Highlights from Friday at the Ubud Writers and Readers Festival:
from our special reporter in Ubud Katie Jacobs
from our special reporter in Ubud Katie Jacobs
I started the day in the intimate Left Bank Lounge for a session called 'Wanderlust: Travelling stories". The first panelist was Andrew McMillian, a rock journalist from Darwin, who has spent a large amount of time living with Australian Aboriginal communities in the Western Desert and Northern Territory. He had some fascinating insights into a little understood group gained travelling within his own country.The second was Lee Su Kim, A Chinese Malaysian (Baba-Nyonya) who discussed studying in Texas and the peculiarities of being an 'alien of colour' in the USA.
The final panelist Brian Thacker was very funny. He has made a career out of absurdist travel, e.g. writing a book on travelling to five countries simply based on the fact he had never heard of them (and not researching anything before he departed) and 'Sleeping Around' chronicling his adventures while travelling the world with the website couchsurfing.org where people open their homes and their couches to travellers for free.
My final session later in the day was a complete contrast and turned out to be particularly topical. 'Writing in the new world: Obama and Dissent' discussed the importance of continuing critical analysis and dissent within the media.

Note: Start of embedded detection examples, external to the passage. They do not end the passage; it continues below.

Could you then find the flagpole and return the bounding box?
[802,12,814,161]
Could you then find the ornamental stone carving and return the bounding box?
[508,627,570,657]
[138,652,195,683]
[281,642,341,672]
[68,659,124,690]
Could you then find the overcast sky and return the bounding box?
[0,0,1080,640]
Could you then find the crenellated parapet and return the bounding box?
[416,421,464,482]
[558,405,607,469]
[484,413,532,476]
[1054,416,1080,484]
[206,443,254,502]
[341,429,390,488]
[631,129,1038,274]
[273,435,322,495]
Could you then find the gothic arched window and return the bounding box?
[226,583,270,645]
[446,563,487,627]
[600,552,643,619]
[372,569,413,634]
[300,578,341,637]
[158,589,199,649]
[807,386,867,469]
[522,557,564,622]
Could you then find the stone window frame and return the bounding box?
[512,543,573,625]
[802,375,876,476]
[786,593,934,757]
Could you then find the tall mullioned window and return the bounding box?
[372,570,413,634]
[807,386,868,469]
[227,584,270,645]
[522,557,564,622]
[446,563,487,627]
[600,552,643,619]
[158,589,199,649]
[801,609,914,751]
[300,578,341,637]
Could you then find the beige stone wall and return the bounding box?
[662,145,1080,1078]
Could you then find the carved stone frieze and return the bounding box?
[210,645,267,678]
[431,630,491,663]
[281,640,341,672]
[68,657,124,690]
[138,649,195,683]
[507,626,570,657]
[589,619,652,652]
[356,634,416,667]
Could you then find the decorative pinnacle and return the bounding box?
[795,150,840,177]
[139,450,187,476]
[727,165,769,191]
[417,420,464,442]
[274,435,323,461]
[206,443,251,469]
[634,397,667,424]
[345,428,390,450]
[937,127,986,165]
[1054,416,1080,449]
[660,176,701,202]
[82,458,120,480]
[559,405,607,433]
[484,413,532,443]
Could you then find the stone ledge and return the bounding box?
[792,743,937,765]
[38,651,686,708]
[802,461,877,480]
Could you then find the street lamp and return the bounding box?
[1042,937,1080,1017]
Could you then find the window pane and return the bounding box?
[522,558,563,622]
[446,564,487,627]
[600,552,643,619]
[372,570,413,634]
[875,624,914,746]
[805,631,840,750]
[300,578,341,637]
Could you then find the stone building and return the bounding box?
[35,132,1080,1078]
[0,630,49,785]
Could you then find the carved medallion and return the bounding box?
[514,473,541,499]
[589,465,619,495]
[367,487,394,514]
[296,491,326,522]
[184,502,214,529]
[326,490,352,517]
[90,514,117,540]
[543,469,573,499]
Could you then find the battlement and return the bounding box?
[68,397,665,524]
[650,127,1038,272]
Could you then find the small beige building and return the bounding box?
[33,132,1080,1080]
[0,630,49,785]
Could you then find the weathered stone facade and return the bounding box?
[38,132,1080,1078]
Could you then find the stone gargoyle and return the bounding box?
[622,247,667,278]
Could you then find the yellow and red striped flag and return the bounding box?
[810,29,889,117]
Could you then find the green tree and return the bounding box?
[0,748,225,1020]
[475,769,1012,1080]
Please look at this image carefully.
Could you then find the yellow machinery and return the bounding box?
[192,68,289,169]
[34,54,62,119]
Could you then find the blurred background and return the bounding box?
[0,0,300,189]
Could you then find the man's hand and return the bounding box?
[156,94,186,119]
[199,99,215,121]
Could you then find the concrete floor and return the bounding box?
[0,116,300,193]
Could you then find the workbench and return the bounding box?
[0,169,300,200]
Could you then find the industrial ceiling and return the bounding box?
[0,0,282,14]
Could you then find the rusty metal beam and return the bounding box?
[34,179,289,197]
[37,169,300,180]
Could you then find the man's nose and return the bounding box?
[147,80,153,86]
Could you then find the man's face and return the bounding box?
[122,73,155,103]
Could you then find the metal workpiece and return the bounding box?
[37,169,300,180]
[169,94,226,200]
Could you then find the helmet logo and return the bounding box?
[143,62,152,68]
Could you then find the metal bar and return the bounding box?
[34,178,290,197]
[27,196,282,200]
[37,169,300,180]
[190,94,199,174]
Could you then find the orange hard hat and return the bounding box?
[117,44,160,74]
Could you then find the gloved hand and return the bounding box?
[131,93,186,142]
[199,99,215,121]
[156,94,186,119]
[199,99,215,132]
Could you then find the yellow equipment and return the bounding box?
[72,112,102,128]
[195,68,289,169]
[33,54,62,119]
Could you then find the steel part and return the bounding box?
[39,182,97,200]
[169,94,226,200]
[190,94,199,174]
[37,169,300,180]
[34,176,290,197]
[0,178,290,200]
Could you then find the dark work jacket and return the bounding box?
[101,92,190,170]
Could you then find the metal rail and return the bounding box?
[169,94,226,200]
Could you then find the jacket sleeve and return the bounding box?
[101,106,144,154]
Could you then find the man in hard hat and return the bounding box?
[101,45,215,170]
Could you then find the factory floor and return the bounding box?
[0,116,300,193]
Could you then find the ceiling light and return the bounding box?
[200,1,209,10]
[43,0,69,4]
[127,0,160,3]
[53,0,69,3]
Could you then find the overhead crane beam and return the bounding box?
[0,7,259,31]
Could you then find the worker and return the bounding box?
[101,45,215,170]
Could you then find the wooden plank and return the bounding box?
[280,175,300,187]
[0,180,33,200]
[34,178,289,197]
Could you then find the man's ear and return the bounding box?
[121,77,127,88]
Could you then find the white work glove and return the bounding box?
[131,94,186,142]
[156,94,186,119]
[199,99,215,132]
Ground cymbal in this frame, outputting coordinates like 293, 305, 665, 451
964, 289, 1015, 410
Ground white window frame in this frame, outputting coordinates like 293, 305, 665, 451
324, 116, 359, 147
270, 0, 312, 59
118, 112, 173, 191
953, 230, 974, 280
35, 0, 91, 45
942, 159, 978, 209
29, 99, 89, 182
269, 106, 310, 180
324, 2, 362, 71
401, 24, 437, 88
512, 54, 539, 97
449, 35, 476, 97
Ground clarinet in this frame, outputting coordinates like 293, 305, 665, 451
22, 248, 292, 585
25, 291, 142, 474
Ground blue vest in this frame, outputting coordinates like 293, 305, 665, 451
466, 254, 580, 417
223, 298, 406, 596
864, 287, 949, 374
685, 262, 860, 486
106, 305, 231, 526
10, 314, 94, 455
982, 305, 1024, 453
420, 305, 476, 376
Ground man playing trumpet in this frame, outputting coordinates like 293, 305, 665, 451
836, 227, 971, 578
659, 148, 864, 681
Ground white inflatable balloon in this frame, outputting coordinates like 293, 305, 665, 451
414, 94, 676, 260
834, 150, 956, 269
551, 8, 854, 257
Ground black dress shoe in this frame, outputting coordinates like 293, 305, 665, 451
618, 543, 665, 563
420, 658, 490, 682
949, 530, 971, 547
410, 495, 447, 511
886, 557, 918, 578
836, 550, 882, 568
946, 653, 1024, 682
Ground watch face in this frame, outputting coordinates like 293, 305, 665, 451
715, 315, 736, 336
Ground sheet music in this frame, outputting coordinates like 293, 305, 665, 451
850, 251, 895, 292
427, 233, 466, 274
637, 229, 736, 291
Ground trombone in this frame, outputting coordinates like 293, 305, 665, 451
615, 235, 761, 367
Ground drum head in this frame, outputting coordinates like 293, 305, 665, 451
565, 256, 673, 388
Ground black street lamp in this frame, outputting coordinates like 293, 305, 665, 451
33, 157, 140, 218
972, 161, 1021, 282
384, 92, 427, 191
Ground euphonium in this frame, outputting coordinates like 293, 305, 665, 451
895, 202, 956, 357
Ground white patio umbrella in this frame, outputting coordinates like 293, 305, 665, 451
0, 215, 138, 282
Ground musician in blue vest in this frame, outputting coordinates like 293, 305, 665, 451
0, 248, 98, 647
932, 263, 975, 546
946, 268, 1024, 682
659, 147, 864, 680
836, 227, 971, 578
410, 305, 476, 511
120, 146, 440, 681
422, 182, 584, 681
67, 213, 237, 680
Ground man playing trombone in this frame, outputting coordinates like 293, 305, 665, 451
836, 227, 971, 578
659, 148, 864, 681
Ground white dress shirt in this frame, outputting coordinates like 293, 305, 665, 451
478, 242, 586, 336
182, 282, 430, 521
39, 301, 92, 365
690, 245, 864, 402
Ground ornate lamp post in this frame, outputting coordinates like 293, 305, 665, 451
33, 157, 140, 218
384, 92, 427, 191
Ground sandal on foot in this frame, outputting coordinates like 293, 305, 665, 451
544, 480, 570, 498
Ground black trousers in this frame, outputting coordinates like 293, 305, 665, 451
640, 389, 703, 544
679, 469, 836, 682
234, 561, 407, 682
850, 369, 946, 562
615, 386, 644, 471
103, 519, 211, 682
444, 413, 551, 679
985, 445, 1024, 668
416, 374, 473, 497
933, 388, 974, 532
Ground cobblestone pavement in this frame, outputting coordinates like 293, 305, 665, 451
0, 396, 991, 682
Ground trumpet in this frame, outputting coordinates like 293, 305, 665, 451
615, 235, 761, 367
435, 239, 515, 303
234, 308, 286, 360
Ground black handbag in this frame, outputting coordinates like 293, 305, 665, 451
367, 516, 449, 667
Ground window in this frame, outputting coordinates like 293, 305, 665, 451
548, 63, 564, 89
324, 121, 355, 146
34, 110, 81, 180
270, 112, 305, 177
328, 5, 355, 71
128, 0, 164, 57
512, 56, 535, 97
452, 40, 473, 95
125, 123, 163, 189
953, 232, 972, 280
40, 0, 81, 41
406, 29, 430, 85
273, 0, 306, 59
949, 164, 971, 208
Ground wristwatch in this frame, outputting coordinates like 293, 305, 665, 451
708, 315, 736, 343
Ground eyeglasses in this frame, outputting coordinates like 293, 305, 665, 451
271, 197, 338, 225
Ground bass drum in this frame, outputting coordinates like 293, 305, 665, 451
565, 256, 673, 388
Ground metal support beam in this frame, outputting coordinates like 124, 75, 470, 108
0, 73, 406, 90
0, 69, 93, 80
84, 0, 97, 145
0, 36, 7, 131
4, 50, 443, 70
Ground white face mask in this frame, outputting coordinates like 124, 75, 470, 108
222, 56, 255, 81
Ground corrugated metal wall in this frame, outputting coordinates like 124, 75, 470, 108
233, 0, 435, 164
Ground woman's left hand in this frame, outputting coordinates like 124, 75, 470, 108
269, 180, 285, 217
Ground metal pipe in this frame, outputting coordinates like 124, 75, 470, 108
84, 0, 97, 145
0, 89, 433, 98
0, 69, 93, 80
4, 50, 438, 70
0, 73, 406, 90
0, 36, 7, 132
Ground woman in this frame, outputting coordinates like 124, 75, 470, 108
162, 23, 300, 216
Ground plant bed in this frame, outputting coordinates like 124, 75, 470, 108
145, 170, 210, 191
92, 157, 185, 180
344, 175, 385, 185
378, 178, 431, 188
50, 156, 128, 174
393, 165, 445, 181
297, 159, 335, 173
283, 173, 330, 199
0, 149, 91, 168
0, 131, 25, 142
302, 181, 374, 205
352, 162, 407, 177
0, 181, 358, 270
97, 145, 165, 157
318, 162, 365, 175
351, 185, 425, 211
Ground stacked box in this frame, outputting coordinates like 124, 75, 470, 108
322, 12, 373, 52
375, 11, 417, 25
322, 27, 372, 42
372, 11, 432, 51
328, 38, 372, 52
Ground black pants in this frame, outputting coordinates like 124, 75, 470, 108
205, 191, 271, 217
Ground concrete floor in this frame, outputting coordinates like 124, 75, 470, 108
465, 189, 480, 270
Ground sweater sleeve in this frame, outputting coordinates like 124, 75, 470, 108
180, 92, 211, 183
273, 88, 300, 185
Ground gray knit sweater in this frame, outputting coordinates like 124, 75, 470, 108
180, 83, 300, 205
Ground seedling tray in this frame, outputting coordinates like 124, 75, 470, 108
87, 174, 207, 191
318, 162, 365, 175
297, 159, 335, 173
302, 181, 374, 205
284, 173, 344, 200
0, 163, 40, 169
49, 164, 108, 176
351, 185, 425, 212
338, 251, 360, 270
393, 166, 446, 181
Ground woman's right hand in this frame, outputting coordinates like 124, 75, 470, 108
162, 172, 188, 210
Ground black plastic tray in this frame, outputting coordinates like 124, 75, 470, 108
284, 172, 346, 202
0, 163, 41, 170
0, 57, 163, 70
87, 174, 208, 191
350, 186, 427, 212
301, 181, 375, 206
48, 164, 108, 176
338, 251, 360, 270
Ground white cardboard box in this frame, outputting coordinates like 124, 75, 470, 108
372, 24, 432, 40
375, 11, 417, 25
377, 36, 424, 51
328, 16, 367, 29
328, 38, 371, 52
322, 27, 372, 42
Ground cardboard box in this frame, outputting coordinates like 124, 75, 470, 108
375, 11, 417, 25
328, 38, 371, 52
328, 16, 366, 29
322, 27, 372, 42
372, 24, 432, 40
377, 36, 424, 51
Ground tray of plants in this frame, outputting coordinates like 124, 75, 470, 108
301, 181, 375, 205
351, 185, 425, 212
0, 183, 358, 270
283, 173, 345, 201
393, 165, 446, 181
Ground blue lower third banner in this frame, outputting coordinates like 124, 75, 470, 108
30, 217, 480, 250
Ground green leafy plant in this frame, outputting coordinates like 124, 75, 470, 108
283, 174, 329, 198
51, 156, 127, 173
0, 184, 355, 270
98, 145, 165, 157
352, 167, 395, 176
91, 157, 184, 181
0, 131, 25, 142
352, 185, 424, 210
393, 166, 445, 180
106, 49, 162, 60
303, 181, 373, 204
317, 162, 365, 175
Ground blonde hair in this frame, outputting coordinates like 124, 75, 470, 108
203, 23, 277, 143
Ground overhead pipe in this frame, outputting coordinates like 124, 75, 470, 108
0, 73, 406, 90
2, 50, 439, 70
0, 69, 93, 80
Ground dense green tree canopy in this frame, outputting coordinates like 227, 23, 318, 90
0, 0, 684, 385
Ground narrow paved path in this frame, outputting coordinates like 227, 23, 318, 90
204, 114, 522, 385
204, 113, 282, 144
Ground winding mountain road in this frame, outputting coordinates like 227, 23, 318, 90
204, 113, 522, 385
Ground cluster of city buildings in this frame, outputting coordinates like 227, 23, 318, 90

It featured Fatima Bhutto, a journalist from Pakistan, Antony Loewenstein, a political journalist from Sydney and Jamal Mahjoub, a novelist from London by way of Sudan debating whether Obama has so far failed to live up to his promise through a lack of concrete actions or whether his message of hope and change and the very fact of his reaching the presidency is the main thing and the importance of continuing dissention even given, or perhaps because of, his worldwide popularity.
On a side note I happened to be in the same venue as these writers when the news came through that Obama had won the Nobel Peace Prize which drew some fairly heated opinions from the participants.